Un buen chef privado en Mallorca conoce estos productos. Los compra él mismo, en el mercado, al pescador, al agricultor. Lleva la isla a la mesa, no un menú internacional que podría ser igual en cualquier parte del mundo.
Lo que también le diferencia: Él entiende que trabaja en un entorno privado. Sin actuaciones, sin show kitchen, sin interrupciones. Cocina, prepara, se retira. La velada es suya.
Cuando la noche pertenece a casa.
Una mesa en uno de los mejores restaurantes de Mallorca es toda una experiencia. Pero a veces no es lo que realmente buscas.
Cualquiera que viaje con su familia sabe que una velada en un restaurante implica reservas, traslados, consideración con los niños y un final cuando el restaurante cierra. Si viaja con un grupo de amigos, sabrá que las mejores veladas rara vez ocurren entre mesas de desconocidos.
Tu propia terraza, tu propio ritmo, tu propio paso. Sin camarero que necesite la mesa de al lado. Sin ruidos que ahoguen la conversación. Sólo la vista del mar, la naturaleza, las montañas, las palmeras. Las velas. Y alguien en la cocina que se ocupe del resto.
No se trata de un compromiso con el restaurante. Es una decisión consciente a favor de otra cosa.
Los chefs adecuados. No buscados, elegidos.
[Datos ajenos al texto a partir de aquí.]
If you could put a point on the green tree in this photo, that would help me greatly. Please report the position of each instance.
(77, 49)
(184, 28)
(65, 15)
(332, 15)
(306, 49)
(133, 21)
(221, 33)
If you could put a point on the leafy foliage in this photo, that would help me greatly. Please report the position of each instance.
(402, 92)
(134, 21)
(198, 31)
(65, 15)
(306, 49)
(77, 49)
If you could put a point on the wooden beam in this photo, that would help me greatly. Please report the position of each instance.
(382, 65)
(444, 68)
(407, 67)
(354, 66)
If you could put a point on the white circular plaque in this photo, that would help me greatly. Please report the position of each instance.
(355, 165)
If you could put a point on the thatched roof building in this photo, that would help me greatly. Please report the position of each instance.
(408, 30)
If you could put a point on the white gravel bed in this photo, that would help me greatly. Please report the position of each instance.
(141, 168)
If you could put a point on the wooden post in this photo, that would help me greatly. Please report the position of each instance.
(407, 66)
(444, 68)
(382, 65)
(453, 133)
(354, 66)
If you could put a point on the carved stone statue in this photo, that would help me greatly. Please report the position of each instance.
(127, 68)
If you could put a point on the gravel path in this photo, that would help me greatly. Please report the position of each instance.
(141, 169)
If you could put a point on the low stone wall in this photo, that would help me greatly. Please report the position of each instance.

No trabajo con una lista. Trabajo con gente que conozco y cuyo trabajo aprecio. Chefs que yo mismo he experimentado. Que recomiendo porque sé lo que pueden hacer y cómo tratan a los invitados.
Eso marca la diferencia. No todos los buenos chefs son buenos chefs privados. Hace falta estilo, discreción y capacidad de adaptación. Al grupo, a la ocasión, al ambiente de la velada.
Reúno al chef adecuado con el invitado adecuado. Eso no es un servicio de búsqueda de pareja. Eso es lo que no se puede buscar en Google.
Lo que es posible. De lo relajado a lo extraordinario.
Un chef privado en la villa puede ser muchas cosas. Una relajada cena familiar con productos locales frescos. Una cena de varios platos para un grupo de amigos que quieran celebrar una velada especial. Un desayuno que ya está esperando cuando se despierta. Un día entero de vacaciones en el que nadie tenga que pensar en cocinar.
Algunos clientes contratan al chef privado para una noche. Otros, para toda la semana. Ambas cosas son posibles. Y ambas cambian la sensación de la estancia. Muchas de las villas que organizo pueden reservarse con chef privado. Encontrará una selección aquí.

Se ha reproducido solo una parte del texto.